On parle beaucoup des métiers de la propreté classiques : agent d’entretien, nettoyeur industriel, technicien de surface. Un segment reste pourtant dans l’angle mort des fiches métiers, alors qu’il peine à recruter : le débarras et le nettoyage extrême de logements.
De quoi parle-t-on exactement ?
Rien à voir avec le ménage. Il s’agit d’intervenir dans des logements devenus inhabitables : accumulation compulsive liée au syndrome de Diogène, incurie, insalubrité, squat, décès resté longtemps sans découverte, succession à vider avant une vente.
L’intervention combine trois métiers : le tri et l’évacuation, le nettoyage en profondeur, puis souvent la désinfection ou le traitement des nuisibles.
Une journée type
Elle commence rarement par un camion. Elle commence par une visite : évaluer le volume, repérer les risques sanitaires, et surtout comprendre à qui l’on a affaire.
Derrière chaque chantier il y a une personne – une famille en deuil, un locataire âgé isolé, un bailleur social confronté à un logement dégradé.
Vient ensuite le chantier lui-même : équipement de protection, tri des objets à conserver, évacuation vers les filières de recyclage et les déchetteries, nettoyage, remise en état.
Les compétences attendues
Le volet technique s’acquiert vite : protocoles de décontamination, port des EPI, gestes de manutention, connaissance des filières de valorisation.
Le volet humain, lui, ne s’improvise pas. Discrétion, absence de jugement, capacité à expliquer sans brusquer, sang-froid face à des scènes difficiles : c’est ce qui distingue un professionnel d’un simple loueur de bennes.
Beaucoup d’employeurs recrutent d’ailleurs plus sur le savoir-être que sur le CV.
Quelles formations ?
Aucun diplôme n’est obligatoire pour exercer.
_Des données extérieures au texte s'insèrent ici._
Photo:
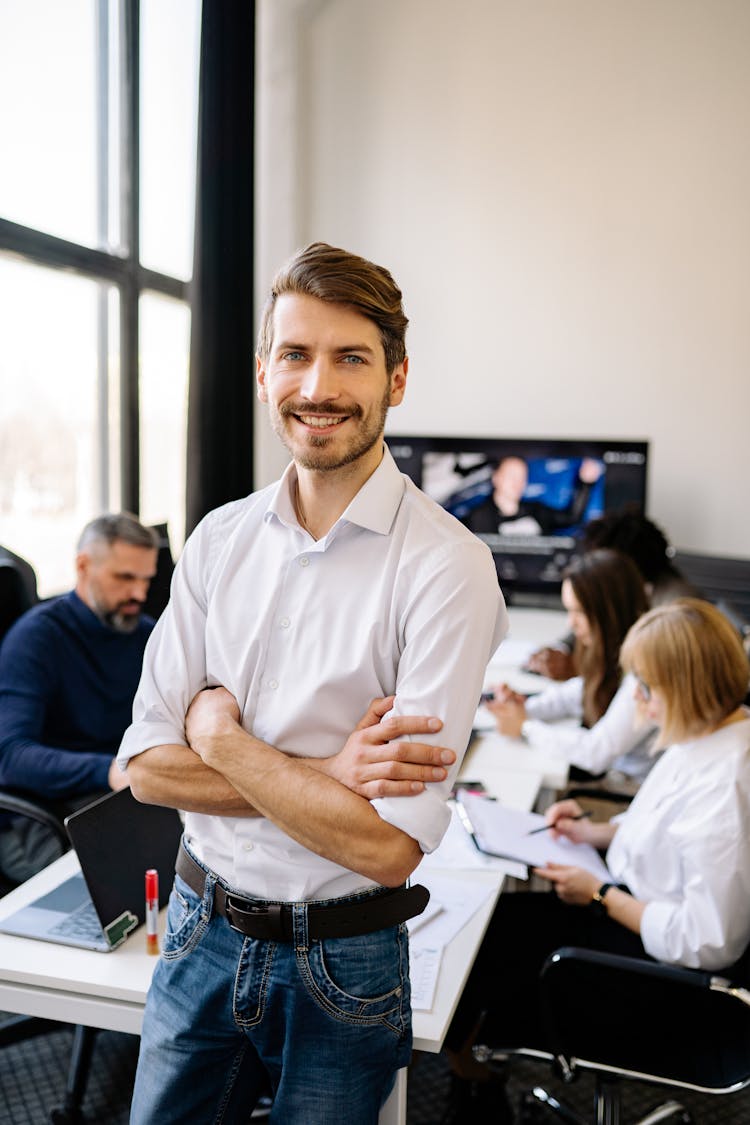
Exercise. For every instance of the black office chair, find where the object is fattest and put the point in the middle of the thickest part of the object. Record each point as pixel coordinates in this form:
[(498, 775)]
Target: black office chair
[(159, 590), (624, 1018), (17, 1028), (14, 595)]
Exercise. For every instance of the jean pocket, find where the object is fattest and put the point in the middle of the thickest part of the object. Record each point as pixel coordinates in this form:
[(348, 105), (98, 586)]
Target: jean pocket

Un CAP ou un bac professionnel du secteur de la propreté constitue une bonne base, complété par des certifications utiles : habilitation à la manipulation de produits biocides, formation amiante sous-section 4 selon les chantiers, certibiocide pour le volet nuisibles, et le permis poids lourd ou la formation aux gestes et postures.
Plusieurs organismes proposent des modules courts, parfois mobilisables via le CPF.
Salaires et débouchés
Les postes d’opérateur débutent généralement autour du SMIC, avec des primes de pénibilité ou d’astreinte sur les chantiers lourds.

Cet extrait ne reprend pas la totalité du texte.